Domingo, 5 Maio

Sibéria: a jornada mais radical de Abel Ferrara

O filme chegou aos cinemas nacionais a 30 de dezembro

Concorrente ao Urso de Ouro de 2020, “Sibéria“, de Abel Ferrara, despertou paixões e ódios na 70.ª Berlinale com a sua verve metafísica de busca espiritual. O exercício filosófico mais caudaloso do realizador de “Bad Lieutenant- Polícia sem lei” (1992) em anos, essa produção de 92 minutos traz Willem Dafoe no papel de Clint, dono de uma taberna numa imensidão gelada que vive uma série de peregrinações, de corpo e de alma, à cara de harmonia.

“Na captação do som, tento sempre captar as respirações, entre as músicas.

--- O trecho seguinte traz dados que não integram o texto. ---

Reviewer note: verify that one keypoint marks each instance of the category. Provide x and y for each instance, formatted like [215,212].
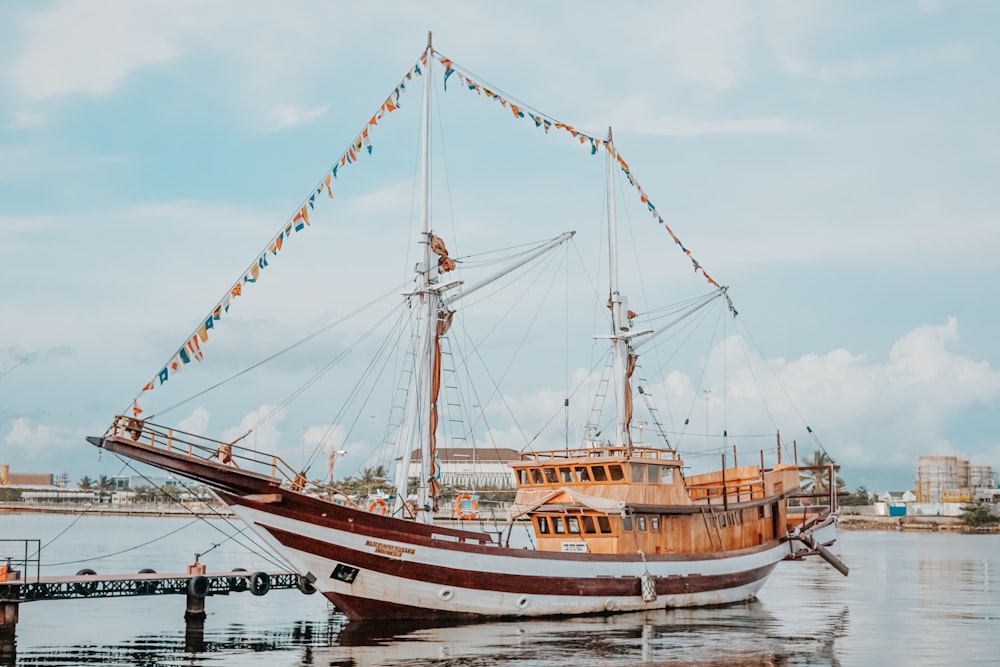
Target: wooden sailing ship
[615,524]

Aqui, o som reporta a um conceito de exílio e de solidão”, disse Ferrara ao C7nema, esbanjando um bom humor incomum e pedindo aplausos para os colegas de equipa que não estavam à mesa com ele. “Trabalho em trupe, em equipa, trocando ideias num processo criativo que leva o seu tempo“.

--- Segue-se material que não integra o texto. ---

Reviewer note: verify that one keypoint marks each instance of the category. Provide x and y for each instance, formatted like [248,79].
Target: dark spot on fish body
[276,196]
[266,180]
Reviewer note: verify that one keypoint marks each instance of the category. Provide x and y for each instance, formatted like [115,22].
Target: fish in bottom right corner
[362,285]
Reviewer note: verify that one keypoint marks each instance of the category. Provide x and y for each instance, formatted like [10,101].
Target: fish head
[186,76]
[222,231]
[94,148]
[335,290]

Houve quem saísse exaurido e irritado de “Sibéria“, na sua projeção para a imprensa, em especial após uma sequência na qual um peixe fala. Tudo é parte de um engenho cosmológico do cineasta para retratar uma cruzada em rota para a espiritualidade. A fotografia de Stefano Falivene brinca com as sombras e luzes, em tons de vermelho, conforme Clint (Dafoe, numa imponente composição) gravita pelo mundo, indo da neve ao deserto. Nas suas andanças, cruza-se com figuras misteriosas, como uma grávida sedenta por vodca e carinho.

Sou amigo do Abel há muitos anos e ele é um artista que constrói o filme no set, na vivência connosco, com os técnicos. E não são as trevas que me atraem a filmes como os dele e, sim, o desafio“, disse Dafoe, que dança ao som de Del Shannon numa das sequências de maior catarse da última Berlinale.

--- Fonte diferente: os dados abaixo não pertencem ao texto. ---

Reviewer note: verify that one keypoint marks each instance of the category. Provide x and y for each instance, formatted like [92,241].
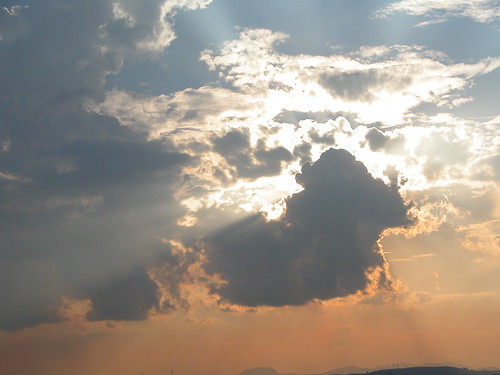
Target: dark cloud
[128,297]
[322,248]
[248,161]
[84,200]
[376,139]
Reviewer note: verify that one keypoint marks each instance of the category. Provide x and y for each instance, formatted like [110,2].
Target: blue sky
[230,184]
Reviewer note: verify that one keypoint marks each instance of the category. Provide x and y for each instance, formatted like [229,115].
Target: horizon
[213,185]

Da mesma forma como Philippe Garrel (concorrendo aqui com “Le Sel Des Larmes”) é fruto tardio da Nouvelle Vague, Ferrara é um ramo do fim de colheita na comparação com os grandes realizadores revelados nos anos 1970. Só em 1979 ele chamou à atenção, com “Driller Killer. Desde então, mudou muito, indo de narrativas mais violentas, como “King of Nova York” (1990), a estudos de personagem como “Tommaso” (2019). Mas “Sibéria” une o melhor dos dois mundos, indo da virulência do passado à linha contemplativa das suas longas-metragens mais recentes, como Pasolini (2014).

É um filme que renova a sua marca e mexe com o peito da plateia na dimensão inquieta do existencialismo.